In de uitspraak van 4 augustus 2021 heeft de Rechtbank Midden-Nederland geoordeeld over de ontvankelijkheid van een beroep dat eiser had ingesteld tegen het college van burgemeester en wethouders van de gemeente Utrecht. Eiser had eerder, op 25 januari 2021, een uitspraak gekregen waarin de rechtbank had vastgesteld dat verweerder niet tijdig had beslist op het bezwaar van eiser. De rechtbank had verweerder opgedragen om binnen twee weken op het bezwaar te beslissen. Echter, na deze termijn had verweerder nog steeds geen besluit genomen, wat leidde tot een dwangsom die op 16 juli 2021 volgelopen was.

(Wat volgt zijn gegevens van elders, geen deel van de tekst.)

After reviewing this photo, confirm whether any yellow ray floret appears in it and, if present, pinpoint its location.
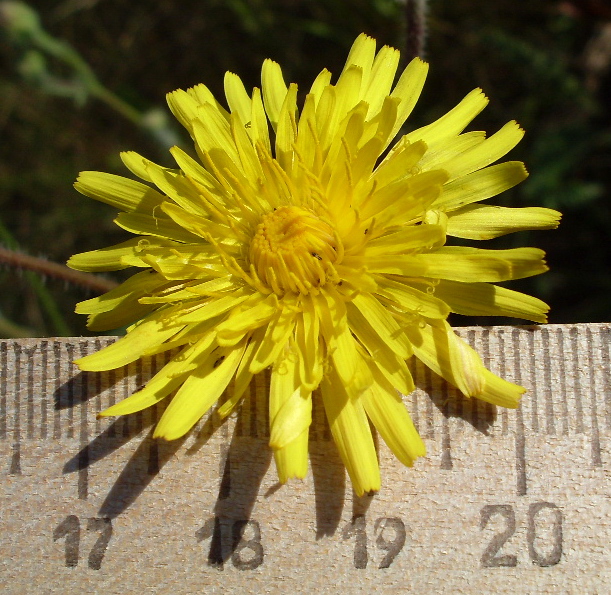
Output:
[69,35,560,494]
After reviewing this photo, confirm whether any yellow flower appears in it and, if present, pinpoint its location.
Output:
[69,35,560,494]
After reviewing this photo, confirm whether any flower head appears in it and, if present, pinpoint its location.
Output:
[69,35,560,494]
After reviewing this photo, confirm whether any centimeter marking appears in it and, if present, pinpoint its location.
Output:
[0,324,611,595]
[0,325,611,499]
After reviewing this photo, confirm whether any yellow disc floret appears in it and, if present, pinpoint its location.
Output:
[249,206,338,295]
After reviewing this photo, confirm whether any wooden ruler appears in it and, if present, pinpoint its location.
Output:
[0,324,611,594]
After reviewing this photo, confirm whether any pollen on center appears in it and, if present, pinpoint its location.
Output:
[249,206,338,295]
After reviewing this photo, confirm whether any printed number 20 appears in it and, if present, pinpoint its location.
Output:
[480,502,562,568]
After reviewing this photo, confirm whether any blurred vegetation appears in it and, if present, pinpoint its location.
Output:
[0,0,611,336]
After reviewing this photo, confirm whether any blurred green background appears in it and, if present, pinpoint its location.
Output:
[0,0,611,336]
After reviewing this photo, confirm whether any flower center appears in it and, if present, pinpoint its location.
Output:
[249,206,337,294]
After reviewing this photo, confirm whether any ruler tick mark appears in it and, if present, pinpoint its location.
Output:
[75,341,89,500]
[40,341,49,440]
[441,381,454,470]
[556,328,569,435]
[569,327,585,434]
[9,343,22,475]
[0,341,8,440]
[511,329,526,496]
[586,329,602,467]
[541,328,556,435]
[526,331,539,432]
[599,327,611,430]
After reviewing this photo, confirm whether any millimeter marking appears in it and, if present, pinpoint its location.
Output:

Eiser heeft op 21 juni 2021 een nieuw beroep ingesteld, maar de rechtbank heeft dit beroep niet-ontvankelijk verklaard. De rechtbank oordeelde dat eiser, gezien de omstandigheden, niet in een gunstiger positie kon komen door het indienen van dit beroep, aangezien er al een dwangsom liep. De rechtbank heeft besloten dat het beroep van eiser niet-ontvankelijk is, en er is geen sprake van een vergoeding van de proceskosten. De uitspraak is gedaan door rechter R.C. Moed en is op 4 augustus 2021 bekendgemaakt.
Eiser heeft de mogelijkheid om een verzetschrift in te dienen als hij het niet eens is met deze uitspraak, binnen zes weken na de verzenddatum van de uitspraak.